The project involves extensive repairs – from the roof on down – at the commercial building on the northeast corner of 3rd and Chestnut streets in order to make it the new base for county transit.
Originally an auto dealership, it was built in the1920s and has been vacant for more than a decade since the last of its subsequent businesses left.
But some county officials like what they see there. A lot.
The commissioners voted unanimously March 13 to buy the place for $38,500, well knowing that it needed a serious and expensive overhaul. But with a federal grant in hand that would pay 80 percent of the costs to remodel the building, they pulled the trigger. The county is responsible for the other 20 percent.
The exact project cost at this point is uncertain, but transit administrator Christy Warner offered this example to show how costs could break down: With the grant money, if the county would have paid $40,000 fo buy a property and remodeling cost $400,000, the total cost to the county would be $120,000.
In addition, part of the federal funding formula lets the county charge the transit service rent for using the building and then being reimbursed 90 percent of that rent – which pays off the lion's share of the county's remodeling share.
Those kind of numbers, county officials say, represent good value when it comes to giving county transit and government needed space while revitalizing one of Kimball's most prominent street corners.
"We hope the building and service will be something that the community can be proud of for years to come," Warner said.
If all goes well, she hopes construction will last five months and the transit service can set up shop there by summer.
The building is spacious enough to accommodate a growing transit fleet and office staff, and it has enough clearance for the shuttle bus.
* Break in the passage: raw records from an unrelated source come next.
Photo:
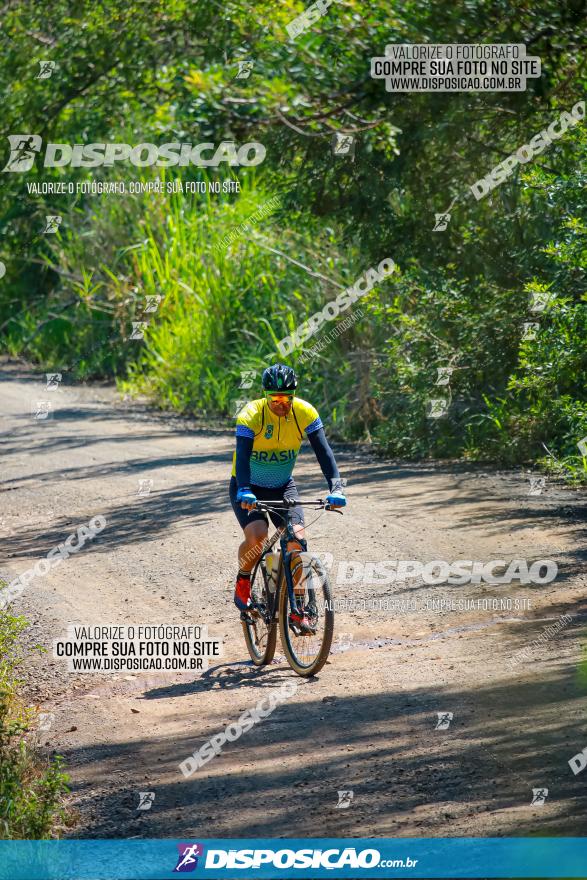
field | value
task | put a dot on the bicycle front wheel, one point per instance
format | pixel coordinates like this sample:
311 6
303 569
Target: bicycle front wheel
259 628
306 635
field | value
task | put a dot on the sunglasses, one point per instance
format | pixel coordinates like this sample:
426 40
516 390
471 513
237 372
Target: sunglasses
280 398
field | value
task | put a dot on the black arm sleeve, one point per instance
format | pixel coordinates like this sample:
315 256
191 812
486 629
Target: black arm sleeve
244 447
326 459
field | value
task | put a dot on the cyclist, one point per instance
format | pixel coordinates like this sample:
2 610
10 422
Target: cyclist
269 433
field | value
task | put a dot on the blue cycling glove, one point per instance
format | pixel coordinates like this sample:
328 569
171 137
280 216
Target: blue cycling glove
245 496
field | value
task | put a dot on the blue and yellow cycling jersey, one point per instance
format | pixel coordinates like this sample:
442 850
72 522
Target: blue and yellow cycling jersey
276 439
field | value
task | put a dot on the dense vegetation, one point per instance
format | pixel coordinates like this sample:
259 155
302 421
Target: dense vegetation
159 72
31 788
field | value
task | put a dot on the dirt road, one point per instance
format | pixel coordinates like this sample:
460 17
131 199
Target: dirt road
369 723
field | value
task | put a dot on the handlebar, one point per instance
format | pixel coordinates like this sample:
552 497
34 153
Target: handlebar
319 504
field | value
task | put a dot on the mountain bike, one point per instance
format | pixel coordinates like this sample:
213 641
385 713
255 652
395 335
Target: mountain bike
293 594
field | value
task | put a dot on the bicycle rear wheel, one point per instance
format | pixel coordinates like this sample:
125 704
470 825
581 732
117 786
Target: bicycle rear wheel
307 647
259 629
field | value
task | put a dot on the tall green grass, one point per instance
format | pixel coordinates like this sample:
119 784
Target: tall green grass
31 788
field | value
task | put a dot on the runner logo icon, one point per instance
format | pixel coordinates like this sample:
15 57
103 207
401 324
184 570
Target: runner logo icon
187 860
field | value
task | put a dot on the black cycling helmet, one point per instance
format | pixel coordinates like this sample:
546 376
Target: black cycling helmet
278 377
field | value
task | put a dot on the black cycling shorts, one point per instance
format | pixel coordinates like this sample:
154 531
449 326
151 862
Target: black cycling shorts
264 494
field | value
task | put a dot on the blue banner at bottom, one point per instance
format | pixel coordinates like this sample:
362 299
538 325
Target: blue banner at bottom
511 857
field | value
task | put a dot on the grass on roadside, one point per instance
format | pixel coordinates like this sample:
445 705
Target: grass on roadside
31 787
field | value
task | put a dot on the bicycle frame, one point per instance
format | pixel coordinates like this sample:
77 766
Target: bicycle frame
285 535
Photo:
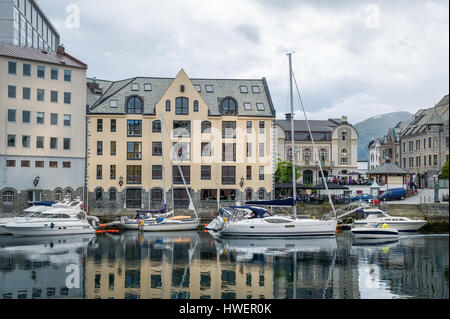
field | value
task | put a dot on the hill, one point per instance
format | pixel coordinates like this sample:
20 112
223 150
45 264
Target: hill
377 126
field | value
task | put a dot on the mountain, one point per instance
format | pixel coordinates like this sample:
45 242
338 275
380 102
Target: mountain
377 126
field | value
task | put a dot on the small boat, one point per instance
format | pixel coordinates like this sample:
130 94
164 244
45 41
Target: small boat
55 221
375 231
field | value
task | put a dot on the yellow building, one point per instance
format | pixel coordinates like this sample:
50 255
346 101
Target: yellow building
219 131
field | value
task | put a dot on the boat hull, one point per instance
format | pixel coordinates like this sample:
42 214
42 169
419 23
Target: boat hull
258 227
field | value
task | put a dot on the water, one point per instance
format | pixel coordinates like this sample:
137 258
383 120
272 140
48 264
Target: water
194 265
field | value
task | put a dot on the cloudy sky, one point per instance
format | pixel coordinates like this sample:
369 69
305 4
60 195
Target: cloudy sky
355 58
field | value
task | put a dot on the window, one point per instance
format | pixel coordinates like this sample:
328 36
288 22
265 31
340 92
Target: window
181 151
181 128
8 197
134 105
134 151
206 149
260 106
228 129
26 93
228 107
99 125
206 172
26 116
66 143
157 172
11 140
181 106
113 125
54 74
53 143
67 98
261 127
67 119
195 106
229 152
156 126
67 75
177 178
26 69
156 148
261 173
39 142
206 127
228 175
113 104
41 71
113 150
134 128
12 91
99 148
112 172
26 141
11 115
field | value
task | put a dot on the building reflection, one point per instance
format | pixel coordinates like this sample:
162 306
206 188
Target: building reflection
33 268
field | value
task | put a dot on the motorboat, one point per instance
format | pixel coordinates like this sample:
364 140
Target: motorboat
55 221
375 231
366 216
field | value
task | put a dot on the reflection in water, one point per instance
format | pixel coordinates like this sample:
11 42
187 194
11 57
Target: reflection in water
183 265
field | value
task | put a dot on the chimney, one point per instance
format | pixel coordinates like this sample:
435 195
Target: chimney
61 50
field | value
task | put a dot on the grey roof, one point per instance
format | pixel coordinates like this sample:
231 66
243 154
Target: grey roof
387 168
37 55
222 88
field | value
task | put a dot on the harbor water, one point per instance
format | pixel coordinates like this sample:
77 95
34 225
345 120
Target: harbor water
195 265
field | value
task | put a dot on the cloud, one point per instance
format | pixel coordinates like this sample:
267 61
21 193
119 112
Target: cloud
342 64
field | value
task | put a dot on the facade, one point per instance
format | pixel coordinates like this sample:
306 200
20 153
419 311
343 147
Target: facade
23 23
336 142
42 116
424 144
219 131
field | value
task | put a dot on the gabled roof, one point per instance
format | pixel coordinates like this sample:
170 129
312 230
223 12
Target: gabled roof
19 52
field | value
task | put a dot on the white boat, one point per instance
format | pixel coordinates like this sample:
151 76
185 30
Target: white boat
375 215
55 221
375 231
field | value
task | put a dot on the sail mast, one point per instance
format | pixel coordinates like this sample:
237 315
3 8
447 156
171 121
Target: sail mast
294 182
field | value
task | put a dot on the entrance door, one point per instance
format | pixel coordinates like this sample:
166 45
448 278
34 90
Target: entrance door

The parking garage takes up about 75 percent of the building and includes a wash bay.
As it is, Warner said the transit service has a bus and two minivans parked at the county annex building. Two other county vehicles are parked at the courthouse and road department. Staff and public parking also are needed..
The service has three office staff members and eight drivers, plus occasional trainees and part-timers, who will work at 3rd and Chestnut. The staff now works on the courthouse second floor, using the county clerk's election room and the surveyor's office.
"We truly have outgrown our current infrastructure," Warner said.